Why Do We Do Long Sittings?
Our meditation group had six stalwart sitters yesterday for our four-hour block sitting, in spite of the our city’s annual summer festival being in full swing, the gorgeous weather, and the Fourth of July weekend. Since we don’t discuss our reading on the block-sitting days, I thought I’d say a bit about why we do long meditations.
The goal of all our searching is to quit searching. If we think about it, we know that’s true. We’re tired of chasing after this “goal” of spiritual fulfillment! Some of us have tried several spiritual traditions, really committed to them, and still feel unsettled. We don’t even know what that fulfillment would look like if we found it, but we do know we want peace. We want to be able to quit searching.
Every spiritual practice is leading us to surrender. Native American sun dancers dance without food or water until they quit fighting the urge to quit and just dance, surrendered. Christians and Jews have dozens of practices that are intended to lead to surrender to the will of God. Some Buddhist practices involve thousands of prostrations intended to teach the body/mind to surrender.
What is it that’s surrendering? It’s our invented self, our “will,” that thinks it can control, regulate, and manage. On one level, we can and ought to do that. We can’t let our children run out in the street. We can’t let people starve if we can help it. On another level, we just have to quit fighting with what is. If we don’t, we’ll always be unhappy and frustrated, even if we manage to cover it up with obsessive activity.
Most of us must stay on the cushion (metaphorically speaking) a long time before we give up the fight. We sit for a while and we can congratulate ourselves for being good meditators. The ego is happy to feel in control. Then if we sit longer, we start to squirm. We feel like bad meditators. We lose our sense of control of the situation. But we keep sitting anyway.
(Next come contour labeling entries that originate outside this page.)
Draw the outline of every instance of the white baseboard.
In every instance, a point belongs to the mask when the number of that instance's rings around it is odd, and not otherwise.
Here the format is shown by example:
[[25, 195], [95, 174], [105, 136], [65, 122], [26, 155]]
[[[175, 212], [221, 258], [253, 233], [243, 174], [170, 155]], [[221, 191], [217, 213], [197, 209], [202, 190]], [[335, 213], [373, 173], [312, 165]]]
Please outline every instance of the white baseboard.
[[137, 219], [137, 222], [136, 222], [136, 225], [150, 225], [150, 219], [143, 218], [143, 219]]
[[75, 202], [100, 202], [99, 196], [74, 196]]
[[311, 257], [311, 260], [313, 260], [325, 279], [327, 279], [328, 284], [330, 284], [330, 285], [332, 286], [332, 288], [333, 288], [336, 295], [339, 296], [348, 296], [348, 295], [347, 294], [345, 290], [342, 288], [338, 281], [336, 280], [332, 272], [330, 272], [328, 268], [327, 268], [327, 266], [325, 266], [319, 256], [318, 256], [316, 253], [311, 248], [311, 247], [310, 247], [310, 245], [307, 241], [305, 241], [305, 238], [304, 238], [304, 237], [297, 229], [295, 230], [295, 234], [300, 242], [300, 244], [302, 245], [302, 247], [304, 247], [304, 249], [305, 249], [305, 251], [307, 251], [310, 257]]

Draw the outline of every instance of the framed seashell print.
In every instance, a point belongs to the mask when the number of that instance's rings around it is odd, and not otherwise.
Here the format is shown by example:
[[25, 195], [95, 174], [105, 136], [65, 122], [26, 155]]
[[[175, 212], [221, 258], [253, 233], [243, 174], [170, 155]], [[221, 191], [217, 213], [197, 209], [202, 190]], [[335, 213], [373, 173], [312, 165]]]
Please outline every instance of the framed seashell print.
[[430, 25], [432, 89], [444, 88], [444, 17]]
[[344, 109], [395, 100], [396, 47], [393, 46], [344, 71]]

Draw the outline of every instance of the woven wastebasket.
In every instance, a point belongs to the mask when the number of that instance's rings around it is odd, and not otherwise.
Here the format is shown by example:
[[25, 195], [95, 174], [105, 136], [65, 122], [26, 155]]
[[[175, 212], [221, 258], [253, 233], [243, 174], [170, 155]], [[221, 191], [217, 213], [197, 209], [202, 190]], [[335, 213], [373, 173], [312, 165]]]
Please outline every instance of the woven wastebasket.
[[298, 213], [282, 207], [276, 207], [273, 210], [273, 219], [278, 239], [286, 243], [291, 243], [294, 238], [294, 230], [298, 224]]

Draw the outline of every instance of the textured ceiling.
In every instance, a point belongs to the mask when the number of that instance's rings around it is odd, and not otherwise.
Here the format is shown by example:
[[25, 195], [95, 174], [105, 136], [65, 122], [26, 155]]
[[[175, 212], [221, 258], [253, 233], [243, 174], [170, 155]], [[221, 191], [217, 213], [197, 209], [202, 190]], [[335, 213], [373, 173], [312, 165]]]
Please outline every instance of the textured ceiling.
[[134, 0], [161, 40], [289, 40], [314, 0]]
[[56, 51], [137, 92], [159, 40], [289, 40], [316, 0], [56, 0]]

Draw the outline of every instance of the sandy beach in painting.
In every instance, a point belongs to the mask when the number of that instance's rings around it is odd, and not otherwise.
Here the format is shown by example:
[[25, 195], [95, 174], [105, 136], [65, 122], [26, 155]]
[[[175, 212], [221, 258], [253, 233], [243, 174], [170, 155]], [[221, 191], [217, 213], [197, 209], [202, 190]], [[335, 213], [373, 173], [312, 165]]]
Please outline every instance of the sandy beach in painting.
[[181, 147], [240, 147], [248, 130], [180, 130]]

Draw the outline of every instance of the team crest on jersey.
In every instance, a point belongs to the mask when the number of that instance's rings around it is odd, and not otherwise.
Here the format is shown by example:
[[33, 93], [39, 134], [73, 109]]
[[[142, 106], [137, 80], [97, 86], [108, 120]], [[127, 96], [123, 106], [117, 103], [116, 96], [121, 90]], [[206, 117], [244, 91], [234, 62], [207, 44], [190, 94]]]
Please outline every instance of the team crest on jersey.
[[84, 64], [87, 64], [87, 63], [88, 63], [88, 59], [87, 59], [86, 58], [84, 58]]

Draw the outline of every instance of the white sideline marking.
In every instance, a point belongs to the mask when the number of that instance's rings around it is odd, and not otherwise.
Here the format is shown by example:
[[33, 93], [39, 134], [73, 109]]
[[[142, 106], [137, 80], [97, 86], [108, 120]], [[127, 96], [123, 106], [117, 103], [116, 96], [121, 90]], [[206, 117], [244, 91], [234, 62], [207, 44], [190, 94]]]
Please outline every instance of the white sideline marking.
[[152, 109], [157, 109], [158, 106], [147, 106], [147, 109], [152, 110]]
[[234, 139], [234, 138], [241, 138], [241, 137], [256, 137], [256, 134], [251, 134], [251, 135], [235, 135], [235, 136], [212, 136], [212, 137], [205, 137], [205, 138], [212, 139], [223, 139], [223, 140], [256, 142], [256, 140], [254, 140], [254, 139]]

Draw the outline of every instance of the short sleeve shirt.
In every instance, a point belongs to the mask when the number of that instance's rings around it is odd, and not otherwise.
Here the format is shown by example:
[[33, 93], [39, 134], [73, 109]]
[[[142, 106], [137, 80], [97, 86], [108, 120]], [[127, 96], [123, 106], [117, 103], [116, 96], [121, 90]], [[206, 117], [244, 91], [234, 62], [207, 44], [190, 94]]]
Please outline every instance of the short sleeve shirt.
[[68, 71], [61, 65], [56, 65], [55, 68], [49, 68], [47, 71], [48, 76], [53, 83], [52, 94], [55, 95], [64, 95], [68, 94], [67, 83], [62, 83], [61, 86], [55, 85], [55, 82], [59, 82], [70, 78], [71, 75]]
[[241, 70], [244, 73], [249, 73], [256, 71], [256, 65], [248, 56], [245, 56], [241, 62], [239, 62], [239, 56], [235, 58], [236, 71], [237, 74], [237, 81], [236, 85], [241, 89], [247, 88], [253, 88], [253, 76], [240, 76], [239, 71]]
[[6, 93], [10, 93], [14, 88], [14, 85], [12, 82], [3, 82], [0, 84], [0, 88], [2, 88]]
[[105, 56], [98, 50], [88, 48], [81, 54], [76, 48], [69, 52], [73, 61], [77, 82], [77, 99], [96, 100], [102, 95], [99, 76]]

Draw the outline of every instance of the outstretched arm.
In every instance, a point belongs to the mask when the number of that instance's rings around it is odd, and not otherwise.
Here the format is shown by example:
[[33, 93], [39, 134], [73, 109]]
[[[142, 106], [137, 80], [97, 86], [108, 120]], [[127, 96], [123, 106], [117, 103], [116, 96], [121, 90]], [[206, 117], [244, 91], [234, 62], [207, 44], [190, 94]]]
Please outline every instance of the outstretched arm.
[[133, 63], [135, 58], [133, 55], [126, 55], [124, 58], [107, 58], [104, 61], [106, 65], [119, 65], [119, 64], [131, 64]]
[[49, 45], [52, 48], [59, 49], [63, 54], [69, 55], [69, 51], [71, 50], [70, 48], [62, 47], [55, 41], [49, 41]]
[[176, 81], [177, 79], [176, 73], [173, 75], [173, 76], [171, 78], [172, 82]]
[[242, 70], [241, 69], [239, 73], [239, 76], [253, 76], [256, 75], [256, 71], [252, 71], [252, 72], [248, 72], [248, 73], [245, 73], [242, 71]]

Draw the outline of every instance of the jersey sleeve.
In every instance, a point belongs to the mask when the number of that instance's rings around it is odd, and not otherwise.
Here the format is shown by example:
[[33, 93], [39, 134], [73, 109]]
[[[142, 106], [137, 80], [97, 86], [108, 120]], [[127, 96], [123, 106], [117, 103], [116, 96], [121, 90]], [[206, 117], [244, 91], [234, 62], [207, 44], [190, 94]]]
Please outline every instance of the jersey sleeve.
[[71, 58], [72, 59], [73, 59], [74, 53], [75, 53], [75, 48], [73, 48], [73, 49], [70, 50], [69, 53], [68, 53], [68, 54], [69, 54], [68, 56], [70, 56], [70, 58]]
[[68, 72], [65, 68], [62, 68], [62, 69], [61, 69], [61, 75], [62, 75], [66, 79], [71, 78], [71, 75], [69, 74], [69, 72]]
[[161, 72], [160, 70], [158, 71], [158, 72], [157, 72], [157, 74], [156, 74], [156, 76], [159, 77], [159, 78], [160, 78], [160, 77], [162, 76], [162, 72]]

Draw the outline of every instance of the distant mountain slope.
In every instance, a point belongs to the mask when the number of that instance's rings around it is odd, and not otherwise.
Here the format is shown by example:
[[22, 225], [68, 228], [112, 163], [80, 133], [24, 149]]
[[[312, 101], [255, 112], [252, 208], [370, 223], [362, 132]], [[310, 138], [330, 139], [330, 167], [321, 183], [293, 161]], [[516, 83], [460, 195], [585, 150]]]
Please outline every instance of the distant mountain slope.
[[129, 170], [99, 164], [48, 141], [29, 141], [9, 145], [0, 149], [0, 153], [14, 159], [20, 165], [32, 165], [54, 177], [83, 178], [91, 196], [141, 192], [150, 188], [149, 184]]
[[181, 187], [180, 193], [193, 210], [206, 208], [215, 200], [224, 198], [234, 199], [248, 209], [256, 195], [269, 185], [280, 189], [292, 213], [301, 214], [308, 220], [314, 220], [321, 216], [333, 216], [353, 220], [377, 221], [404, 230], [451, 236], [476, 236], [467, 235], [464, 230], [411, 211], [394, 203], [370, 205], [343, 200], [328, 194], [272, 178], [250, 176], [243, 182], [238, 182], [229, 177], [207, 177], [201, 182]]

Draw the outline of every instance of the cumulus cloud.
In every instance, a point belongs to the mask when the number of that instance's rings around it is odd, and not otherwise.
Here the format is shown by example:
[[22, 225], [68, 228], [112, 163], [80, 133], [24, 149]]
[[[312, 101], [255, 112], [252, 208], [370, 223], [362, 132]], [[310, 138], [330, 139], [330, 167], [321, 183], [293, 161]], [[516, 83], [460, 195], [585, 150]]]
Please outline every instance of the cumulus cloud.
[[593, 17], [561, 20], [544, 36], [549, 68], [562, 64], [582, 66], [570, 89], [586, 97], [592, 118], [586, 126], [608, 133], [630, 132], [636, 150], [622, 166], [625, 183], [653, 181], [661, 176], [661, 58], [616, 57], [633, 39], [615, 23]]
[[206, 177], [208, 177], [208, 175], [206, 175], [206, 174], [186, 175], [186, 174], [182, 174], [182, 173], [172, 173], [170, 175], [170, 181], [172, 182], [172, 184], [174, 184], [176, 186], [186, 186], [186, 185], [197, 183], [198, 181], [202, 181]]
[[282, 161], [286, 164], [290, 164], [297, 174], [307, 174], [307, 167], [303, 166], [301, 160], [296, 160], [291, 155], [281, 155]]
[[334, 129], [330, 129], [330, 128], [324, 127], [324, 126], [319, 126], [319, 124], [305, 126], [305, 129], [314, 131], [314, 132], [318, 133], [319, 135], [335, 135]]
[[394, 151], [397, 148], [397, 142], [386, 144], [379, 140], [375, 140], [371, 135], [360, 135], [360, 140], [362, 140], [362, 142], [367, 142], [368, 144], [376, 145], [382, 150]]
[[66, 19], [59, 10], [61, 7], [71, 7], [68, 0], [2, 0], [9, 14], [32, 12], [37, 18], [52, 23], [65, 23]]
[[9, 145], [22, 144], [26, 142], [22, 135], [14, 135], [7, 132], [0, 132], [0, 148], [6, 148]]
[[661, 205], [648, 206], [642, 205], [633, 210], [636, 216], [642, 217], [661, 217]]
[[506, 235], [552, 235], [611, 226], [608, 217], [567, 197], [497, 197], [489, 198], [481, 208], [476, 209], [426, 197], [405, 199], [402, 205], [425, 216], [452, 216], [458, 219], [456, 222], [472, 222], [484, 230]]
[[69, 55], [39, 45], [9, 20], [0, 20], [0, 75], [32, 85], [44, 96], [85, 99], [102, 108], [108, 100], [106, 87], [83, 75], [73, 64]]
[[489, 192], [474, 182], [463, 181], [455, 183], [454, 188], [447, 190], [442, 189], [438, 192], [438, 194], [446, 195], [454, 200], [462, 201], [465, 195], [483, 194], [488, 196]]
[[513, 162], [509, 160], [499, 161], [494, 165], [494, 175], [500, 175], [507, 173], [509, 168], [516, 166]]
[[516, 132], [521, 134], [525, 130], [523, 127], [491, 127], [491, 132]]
We keep observing what is. We observe how our mind is out of control. We just watch it be out of control. What are we thinking? Heaven knows. Why are we here? Heaven knows. As we sit, we go through times that feel peaceful and some that feel awful. But we don’t quit. Gradually, the ego that has thought it had control begins to see that it doesn’t at all. Things come and go no matter what. At some point, we give up: I can’t do this. I can’t become perfect, which is what I thought I might do. I can’t become peaceful. I can’t “win” at this game. That’s when surrender happens.
Notice I didn’t say that “we” surrender. The “I” doesn’t surrender. That wouldn’t be any kind of surrender at all. The “I” could feel proud. “I” did it. There is a surrendering. That’s all that can be said.
It’s even worse than that. Eventually, we see that there wasn’t even an event, a “surrendering.” We just are what we are. Things just are. But they are, without our warfare with them. They are perfectly, simply, what they are. This is where the “peace that passeth understanding,” as Christians would put it, comes in.
A lot of people have talked about this with much more authority and background than I have. I suggest you read some of them, maybe starting with Bante Gunaratana’sMindfulness in Plain English. All I can offer here is my personal take on why it’s important to sit for a long time. Sometimes if a friend like me says these things, it gets us started and leads to more exploration. We have to see if this is true for ourselves. Don’t take my word for it, for sure.